Family Takaful As An Alternative To Life Insurance

It is human nature that anything new would not normally be easily and readily accepted as a matter of course. When takaful was first introduced as an alternative for Islamic insurance in the early eighties, there was strong reservation that it would not be viable, and what more profitable. In fact similar reservation was expressed on the viability of a banking operation without interests when Islamic banking was first introduced. In the same breath takaful was perceived to be a non-starter for the simple reason that its profit ought to be shared with the policyholder. The reservation probably stemmed from the general scenario on the difficulty of insurance industry as a whole at that time to make money out of the insurance operation. Most companies suffered poor underwriting results. Without the support of investment, it was likely that most of these companies would not make profit. Given such a scenario there was bound to be question on how would takaful shareholders able to reap their rewards from their financial sacrifices and faith in investing in the takaful project.

Now, the takaful system developed, and evolved to be the Malaysian model, has turned out to be viable to both participants as users or consumers, and shareholders as investors in term of the financial benefits that they have been enjoying. Right from inception, participants of all takaful products under both the Family Takaful Business and General Takaful Business have been receiving returns on their contributions or premium. In the case of General Takaful, taking the performance of Takaful Malaysia as a practical example, the rate of return for yearly renewable products such as takaful schemes for motor, fire, personal accident payable to participants is on the average has not been less than 35% p.a. In the same manner, shareholders have been enjoying dividends ever since it was first declared and paid in the fourth year of Takaful Malaysia’s operation.

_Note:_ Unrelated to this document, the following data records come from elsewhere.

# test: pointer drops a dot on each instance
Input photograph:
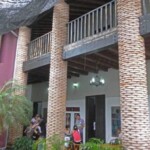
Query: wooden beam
(73, 74)
(77, 70)
(82, 66)
(106, 57)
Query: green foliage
(56, 142)
(97, 144)
(15, 109)
(40, 144)
(23, 143)
(92, 144)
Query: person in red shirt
(76, 135)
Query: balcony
(38, 52)
(92, 32)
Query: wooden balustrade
(39, 46)
(146, 7)
(96, 21)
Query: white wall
(76, 97)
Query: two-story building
(76, 46)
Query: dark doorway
(95, 117)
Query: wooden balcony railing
(96, 21)
(39, 46)
(146, 7)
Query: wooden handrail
(39, 46)
(94, 22)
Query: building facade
(75, 41)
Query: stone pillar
(58, 72)
(19, 75)
(133, 81)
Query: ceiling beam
(106, 57)
(77, 70)
(73, 74)
(82, 66)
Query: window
(116, 120)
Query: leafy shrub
(97, 144)
(92, 144)
(23, 143)
(40, 144)
(55, 142)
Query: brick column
(133, 81)
(58, 71)
(19, 75)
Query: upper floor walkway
(92, 32)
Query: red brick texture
(58, 72)
(133, 81)
(19, 75)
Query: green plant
(15, 109)
(92, 144)
(23, 143)
(39, 144)
(56, 142)
(97, 144)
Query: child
(76, 137)
(29, 130)
(67, 137)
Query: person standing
(80, 124)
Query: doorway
(95, 117)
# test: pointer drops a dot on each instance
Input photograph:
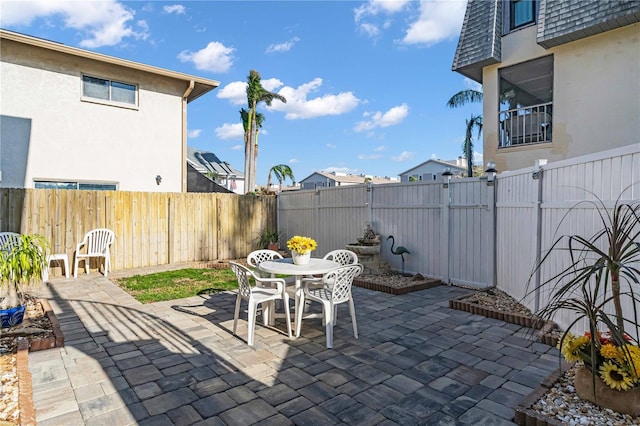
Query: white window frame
(88, 98)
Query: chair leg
(329, 327)
(287, 314)
(252, 321)
(236, 314)
(298, 313)
(352, 311)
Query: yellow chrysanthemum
(302, 244)
(609, 351)
(630, 355)
(615, 377)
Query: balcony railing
(528, 125)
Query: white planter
(299, 258)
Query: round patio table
(287, 267)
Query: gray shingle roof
(563, 21)
(479, 43)
(559, 22)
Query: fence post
(445, 230)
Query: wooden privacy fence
(449, 231)
(151, 228)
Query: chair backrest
(341, 279)
(8, 240)
(243, 274)
(256, 257)
(98, 240)
(343, 257)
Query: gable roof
(349, 178)
(444, 164)
(558, 22)
(200, 85)
(204, 161)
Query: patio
(416, 362)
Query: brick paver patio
(416, 362)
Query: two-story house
(75, 119)
(560, 78)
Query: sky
(366, 82)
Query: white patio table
(287, 267)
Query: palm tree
(464, 97)
(255, 94)
(467, 145)
(281, 172)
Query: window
(521, 12)
(526, 102)
(90, 186)
(108, 90)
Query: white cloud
(104, 23)
(282, 47)
(216, 57)
(404, 156)
(478, 158)
(438, 20)
(378, 119)
(178, 9)
(230, 131)
(235, 92)
(377, 7)
(340, 170)
(194, 133)
(470, 84)
(298, 105)
(369, 156)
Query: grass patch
(171, 285)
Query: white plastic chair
(97, 242)
(336, 290)
(341, 256)
(257, 295)
(255, 258)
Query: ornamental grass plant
(602, 275)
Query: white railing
(525, 125)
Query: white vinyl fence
(449, 231)
(536, 206)
(473, 233)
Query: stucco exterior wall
(68, 138)
(596, 96)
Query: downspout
(185, 96)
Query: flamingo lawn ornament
(401, 250)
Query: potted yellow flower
(301, 248)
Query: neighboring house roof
(444, 164)
(559, 22)
(351, 179)
(204, 162)
(197, 182)
(200, 85)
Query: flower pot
(12, 316)
(299, 258)
(626, 402)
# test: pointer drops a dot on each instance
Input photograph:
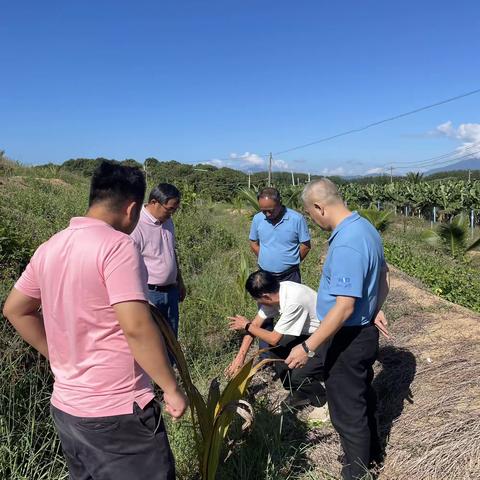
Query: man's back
(78, 274)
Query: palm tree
(452, 236)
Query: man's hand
(381, 323)
(235, 366)
(182, 291)
(298, 357)
(175, 403)
(238, 322)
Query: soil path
(427, 380)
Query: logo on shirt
(344, 282)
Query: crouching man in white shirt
(294, 307)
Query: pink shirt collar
(85, 222)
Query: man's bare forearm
(272, 338)
(248, 339)
(146, 343)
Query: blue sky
(229, 81)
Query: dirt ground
(427, 381)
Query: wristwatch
(310, 353)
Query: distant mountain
(469, 164)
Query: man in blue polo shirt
(352, 290)
(280, 239)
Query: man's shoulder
(295, 215)
(257, 217)
(295, 291)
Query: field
(427, 376)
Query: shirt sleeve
(125, 273)
(347, 273)
(136, 236)
(303, 232)
(28, 282)
(292, 320)
(254, 231)
(265, 311)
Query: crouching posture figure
(294, 307)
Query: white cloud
(373, 171)
(215, 162)
(248, 161)
(468, 133)
(328, 172)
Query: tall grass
(211, 243)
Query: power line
(430, 161)
(445, 162)
(363, 128)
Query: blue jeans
(167, 303)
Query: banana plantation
(434, 200)
(423, 199)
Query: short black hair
(164, 192)
(269, 192)
(260, 282)
(114, 183)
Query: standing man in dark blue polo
(352, 290)
(280, 239)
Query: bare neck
(338, 214)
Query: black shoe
(296, 400)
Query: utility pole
(270, 170)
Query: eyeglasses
(169, 209)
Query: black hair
(164, 192)
(115, 184)
(260, 282)
(269, 192)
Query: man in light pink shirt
(154, 237)
(96, 330)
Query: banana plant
(452, 236)
(211, 418)
(380, 219)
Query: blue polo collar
(345, 222)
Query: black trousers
(351, 398)
(305, 380)
(290, 275)
(120, 447)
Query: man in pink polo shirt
(96, 330)
(154, 237)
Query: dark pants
(291, 275)
(351, 398)
(305, 380)
(120, 447)
(167, 302)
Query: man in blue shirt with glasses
(280, 239)
(352, 290)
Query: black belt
(161, 288)
(286, 272)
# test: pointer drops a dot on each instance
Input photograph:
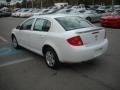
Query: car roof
(52, 16)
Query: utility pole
(32, 4)
(112, 5)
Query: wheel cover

As a system, takaful is steadily gaining popularity and this in fact has posed a challenge to the takaful operators. Measures have to be taken to reach out efficiently and effectively to the consumers in order to satisfy their insurance needs. In this respect, the pace of product development for takaful has been relatively fast. All in, takaful products would now be available to meet the insurance needs of all sectors of the community, both at the individual as well as the corporate levels. Perhaps taken a step further, there are takaful products designed specifically to cater for the needs of a particular sector of the community, normally considered to be of a low priority from the standpoint of conventional insurance. As an example, Takaful Malaysia provides two different products, namely Takaful Rumah Desa and Skim Takaful Baitul Saadah for the purpose of covering houses or private residences in the rural areas and including their owners. These are traditional houses usually built of wooden structure that are not normally readily accepted under the conventional insurance policy.

The diversity of takaful is further illustrated from its ability to cater for the long-term financial needs as usually provided under a life-insurance type of product. This demonstrates takaful would be able to satisfy both the financial benefit due to early death of a breadwinner as well as savings for old age. Under takaful, these are long term family products that are essentially fixed term financial planning programme. Participants of the family product shall agree to participate in a takaful plan with a fixed period of maturity of their choice. For this purpose, a participant may choose a minimum term of 5 years or a maximum of 40 years. In consideration, the participant shall also agree to pay the takaful contribution in instalment monthly, quarterly, half-yearly or yearly within the term as long as he or she is alive. To ensure that the participation shall be in force at all times and the benefits would be payable in the event of a misfortune, the contribution must be paid on time according to the schedule of payment.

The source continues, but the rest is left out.